Evaluating Reliability Asymmetries in Chinese Factual Search and AI Answers
Title: Assessing Reliability Disparities in Chinese Factual Queries and AI Responses
Abstract: As search engines and artificial intelligence systems become the primary gatekeepers of factual information, assessing their trustworthiness within real-world information-seeking contexts proves challenging. This study addresses this issue within the Chinese web environment by developing a query-driven fact-checking dataset derived from actual Chinese search logs. We benchmark nine distinct systems, encompassing conventional search engines, standalone large language models, and AI Overviews integrated with search capabilities. Our analysis concentrates on factual Yes/No questions in Chinese, evaluating whether these systems deliver correct, incorrect, or uncertain responses relative to evidence-based ground truth.

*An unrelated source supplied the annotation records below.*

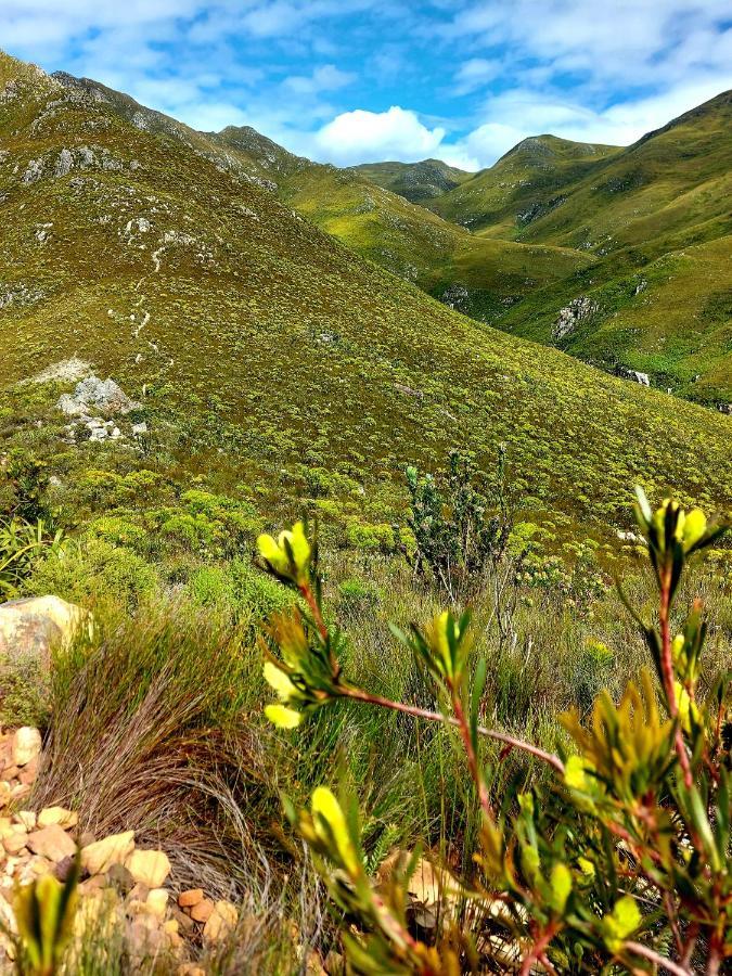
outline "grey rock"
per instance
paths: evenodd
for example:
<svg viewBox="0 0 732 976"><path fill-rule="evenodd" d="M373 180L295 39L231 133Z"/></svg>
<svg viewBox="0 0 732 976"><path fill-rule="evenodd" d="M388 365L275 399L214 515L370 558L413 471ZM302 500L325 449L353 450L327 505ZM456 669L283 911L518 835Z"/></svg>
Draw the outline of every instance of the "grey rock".
<svg viewBox="0 0 732 976"><path fill-rule="evenodd" d="M77 383L74 394L64 394L56 406L67 416L80 416L90 413L90 408L104 413L125 414L140 403L131 400L114 380L100 380L92 375Z"/></svg>
<svg viewBox="0 0 732 976"><path fill-rule="evenodd" d="M570 335L579 324L587 322L598 311L600 311L600 306L594 298L590 298L588 295L579 295L577 298L573 298L569 305L565 305L564 308L560 309L560 313L552 325L552 338L556 342L566 335Z"/></svg>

The findings reveal that while systems exhibit comparable accuracy when issuing definitive answers, they vary significantly in their propensity to do so. Conditional accuracy spans from 73.2% to 78.9%; however, traditional search engines provide definitive answers for more than 83% of queries, whereas Qwen-Max does so for less than half. Additionally, a consistent polarity gap emerges, with all systems demonstrating superior performance on queries labeled "yes" compared to those labeled "no." By leveraging Baidu Index data, we also pinpoint Chinese provinces exhibiting heightened attention to health-related searches, suggesting these regions may face a greater risk of exposure to misinformation. Ultimately, our results indicate that reliability is determined not merely by the correctness of answers provided, but also by the frequency of responses, the handling of negative claims, and the geographical distribution of information demand that may amplify exposure risks.